## Final Exam: Introduction to Artificial Intelligence: Solutions

Problem 1 (20 points)
Explain briefly (2 or 3 sentences each) the difference between:
A. Depth-first search and iterative deepening search.
B. State space search and game tree evaluation.
C. Top-down parsing and bottom-up parsing.
D. A perceptron and a feed-forward, back-propagation neural network.

Answer:
A. Iterative deepening involves carrying out a series of depth-first searches to successively increasing depths.
B. Both a state space and a game tree consist of states connected by operators. However, in a state space, all operators are actions of the problem solver, while in a game tree, operators alternate between actions of the player and actions of the adversary. Therefore, in state space search it suffices to find a goal state (or a path to a goal state), while in game-tree evaluation, one must show that there is an action of the player such that for any action of the adversary there is an action of the player ... ending in a win for the player.
C. In top-down parsing, the parser builds the tree from the root "S" down towards the leaves. In bottom-up parsing, the parser builds the tree from the words (leaves) up toward the root.
D. A neural network consists of a collection of perceptrons organized in layers, so that the output of one layer is the input to the next layer. The perceptrons are modified so that the output is a continuous function of the inputs, rather than being a step function. The learning algorithm is similar in principle to the perceptron learning algorithm, but involves a system of message passing from the output layer backwards to the input layer.

Problem 2 (15 points)
Consider the sentence "Hammers are for driving nails into surfaces." Name two words in this sentence that are lexically ambiguous. (There are at least four.) For each of these two words, describe a disambiguation technique which will choose the right interpretation over at least one of the wrong interpretations. Be specific.

Answer:

• A. The preposition "for" has many different meanings. Even in the phrase "are for" it can mean:
• i. "are used for" as above.
• ii. "favors" as in "Cheney is for burning more fossil fuel and against conserving resources." This can be ruled out by selectional restrictions: this meaning requires an animate subject, unlike "hammers".
• iii. "are intended to be given to" as in "The presents are for the baby." This can be ruled out by selectional restrictions: it requires an animate object, unlike "driving".
• B. "driving" can mean:
• i. forcing an object to move against resistance, as above.
• ii. driving a car (by far the most frequent meaning).
• iii. impelling a person to undesired behaviors (as in "driving me crazy", "driving me to drink")
• quite a few other specialized meanings (iv. "driving" in golf, v. "driving cattle", etc.)
However, most of these can be ruled out by selectional restrictions on the object. E.g. (ii) requires a car as object; (iii) and (v) require animate objects, etc.
• C. "nails" can be either the tool or fingernails. However, frequency in the context of "hammer" gives a preference for the tool.
• D. "into" can mean
• i. motion into the interior of a region, as in "He drove the nail into the board".
• ii. motion through a boundary into the interior of another region, as above.
• iii. "in the direction of" as in "He looked into the sun".
• iv. "against" as in "He ran into a brick wall".
Here, I think, one has to rely on world knowledge that a hammer is used to drive a nail through the surface of an object into its interior.

Problem 3 (10 points)
In this problem and in problems 4 and 5, we consider a data set with three Boolean predictive attributes, A,B,C, and a Boolean classification, Z.

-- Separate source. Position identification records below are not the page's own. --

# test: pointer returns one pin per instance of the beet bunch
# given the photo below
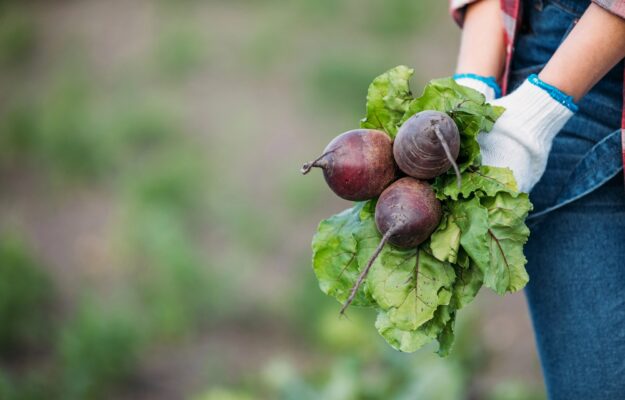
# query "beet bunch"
(362, 165)
(430, 225)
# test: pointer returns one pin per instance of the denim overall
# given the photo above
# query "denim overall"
(576, 250)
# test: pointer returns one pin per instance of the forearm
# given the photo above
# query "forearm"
(482, 48)
(594, 46)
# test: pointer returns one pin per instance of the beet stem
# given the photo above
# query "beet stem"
(441, 139)
(315, 163)
(365, 271)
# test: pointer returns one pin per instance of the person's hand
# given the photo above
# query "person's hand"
(486, 85)
(521, 138)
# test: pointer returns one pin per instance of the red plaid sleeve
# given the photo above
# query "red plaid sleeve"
(616, 7)
(457, 8)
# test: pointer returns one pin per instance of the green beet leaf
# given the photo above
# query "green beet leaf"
(446, 336)
(388, 99)
(412, 340)
(507, 233)
(468, 283)
(410, 285)
(472, 219)
(445, 240)
(339, 243)
(484, 180)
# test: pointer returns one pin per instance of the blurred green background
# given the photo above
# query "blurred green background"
(155, 229)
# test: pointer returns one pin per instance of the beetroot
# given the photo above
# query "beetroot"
(406, 214)
(427, 145)
(357, 165)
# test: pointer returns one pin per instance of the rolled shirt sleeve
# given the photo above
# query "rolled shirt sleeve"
(616, 7)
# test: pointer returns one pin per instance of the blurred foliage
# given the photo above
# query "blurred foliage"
(25, 293)
(97, 349)
(17, 36)
(180, 50)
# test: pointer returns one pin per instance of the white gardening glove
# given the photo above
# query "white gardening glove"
(486, 85)
(521, 138)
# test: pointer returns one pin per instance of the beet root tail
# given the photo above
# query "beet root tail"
(365, 271)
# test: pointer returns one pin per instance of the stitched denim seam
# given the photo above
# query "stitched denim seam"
(565, 8)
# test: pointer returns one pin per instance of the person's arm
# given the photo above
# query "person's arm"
(535, 112)
(482, 52)
(594, 46)
(482, 48)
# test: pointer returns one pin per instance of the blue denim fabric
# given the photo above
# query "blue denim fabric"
(576, 250)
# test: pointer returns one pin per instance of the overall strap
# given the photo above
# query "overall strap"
(623, 124)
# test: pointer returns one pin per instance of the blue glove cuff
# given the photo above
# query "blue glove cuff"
(489, 80)
(554, 92)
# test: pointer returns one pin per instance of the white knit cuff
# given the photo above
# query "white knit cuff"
(539, 115)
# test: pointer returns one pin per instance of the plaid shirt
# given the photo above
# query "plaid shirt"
(511, 12)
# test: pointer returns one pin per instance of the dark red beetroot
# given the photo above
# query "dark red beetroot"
(357, 165)
(427, 145)
(406, 214)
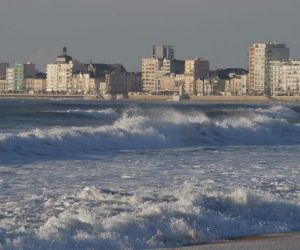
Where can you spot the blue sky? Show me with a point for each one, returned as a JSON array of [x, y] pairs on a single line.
[[123, 31]]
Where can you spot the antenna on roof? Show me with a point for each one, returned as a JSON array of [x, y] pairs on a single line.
[[65, 51]]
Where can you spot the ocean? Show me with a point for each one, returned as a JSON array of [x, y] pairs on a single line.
[[78, 174]]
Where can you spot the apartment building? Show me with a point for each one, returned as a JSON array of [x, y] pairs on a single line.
[[285, 77], [195, 69], [260, 55], [59, 74]]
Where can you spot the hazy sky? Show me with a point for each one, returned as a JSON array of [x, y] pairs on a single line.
[[123, 31]]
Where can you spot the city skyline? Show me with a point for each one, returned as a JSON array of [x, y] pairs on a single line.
[[123, 31]]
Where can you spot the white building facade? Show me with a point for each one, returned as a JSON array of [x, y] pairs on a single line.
[[285, 77], [260, 56], [60, 74]]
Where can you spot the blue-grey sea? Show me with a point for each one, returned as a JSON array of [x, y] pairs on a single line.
[[78, 174]]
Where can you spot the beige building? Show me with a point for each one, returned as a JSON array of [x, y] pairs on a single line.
[[35, 85], [149, 68], [236, 85], [205, 87], [60, 74], [134, 82], [195, 69], [285, 77], [115, 83], [84, 84], [3, 86], [260, 55], [172, 83]]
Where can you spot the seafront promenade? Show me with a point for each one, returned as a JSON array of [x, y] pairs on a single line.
[[159, 98]]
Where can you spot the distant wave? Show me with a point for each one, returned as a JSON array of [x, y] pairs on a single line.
[[89, 113], [103, 219], [167, 128]]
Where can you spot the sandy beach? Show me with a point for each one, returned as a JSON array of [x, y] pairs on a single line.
[[289, 241], [220, 99], [162, 98]]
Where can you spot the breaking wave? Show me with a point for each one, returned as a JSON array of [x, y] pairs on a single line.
[[89, 113], [167, 128], [103, 219]]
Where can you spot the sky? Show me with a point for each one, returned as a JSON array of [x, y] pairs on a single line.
[[123, 31]]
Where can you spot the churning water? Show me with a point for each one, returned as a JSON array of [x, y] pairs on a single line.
[[102, 175]]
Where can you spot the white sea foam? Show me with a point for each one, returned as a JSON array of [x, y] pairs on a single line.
[[179, 216], [104, 113], [134, 130]]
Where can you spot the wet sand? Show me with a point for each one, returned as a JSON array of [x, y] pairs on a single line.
[[220, 99], [290, 241]]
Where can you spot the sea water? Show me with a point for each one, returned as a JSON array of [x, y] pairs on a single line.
[[124, 175]]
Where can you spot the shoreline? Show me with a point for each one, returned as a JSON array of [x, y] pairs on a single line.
[[276, 241], [161, 98]]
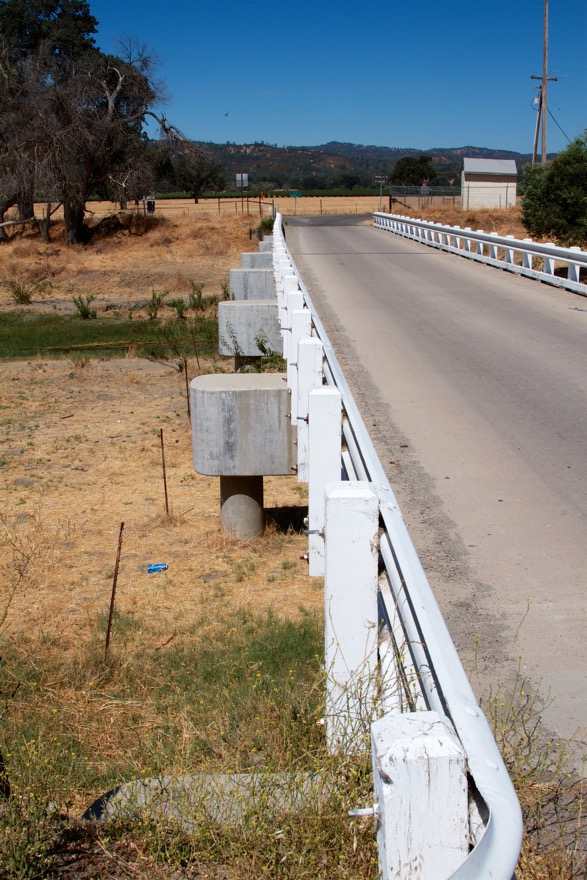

A. Suppose that your data is completely characterized by the following rules:

• 1. If X.A = T and X.C = F then X.Z = T.
• 2. If X.B = F and X.C = T then X.Z = T.
• 3. Otherwise, X.Z=F.
Construct a decision tree whose predictions correspond to these rules.

B. True or false: Given any consistent set of rules like those above, it is possible to construct a decision tree that executes that set of rules. By "consistent", I mean that there are no examples where two different rules give different answers.

Answer: True. At the worst, one can use the complete decision tree, where all tests on all attributes are made, and so each different instance is represented by one leaf.

Problem 4 (5 points)
Which of the following expresses the independence assumption that is used in deriving the formula for Naive Bayesian learning, for the classification problem in problem 3.

• a. Prob(Z|A,B,C) = Prob(Z|A) * Prob(Z|B) * Prob(Z|C)
• b. Prob(Z|A,B,C) = Prob(A,B,C | Z) * Prob(Z) / Prob(A,B,C)
• c. Prob(A,B,C|Z) = Prob(A|Z) * Prob(B|Z) * Prob(C|Z)
• d. Prob(A,B,C) = Prob(A) * Prob(B) * Prob(C)
• e. Prob(Z|A,B,C) = Prob(Z|A) * Prob(A|B) * Prob(B|C).
• f. Prob(A,B,C|Z) = Prob(A|Z) * Prob(B|A) * Prob(C|B).

Answer: c. (b) is Bayes' Law, which is used, but is not an independence assumption. (d) and (f) are independence assumptions, but not the ones we need. (a) and (e) are junk.

Problem 5 (10 points)
Consider the following data set T. A and B are numerical attributes and Z is a Boolean classification.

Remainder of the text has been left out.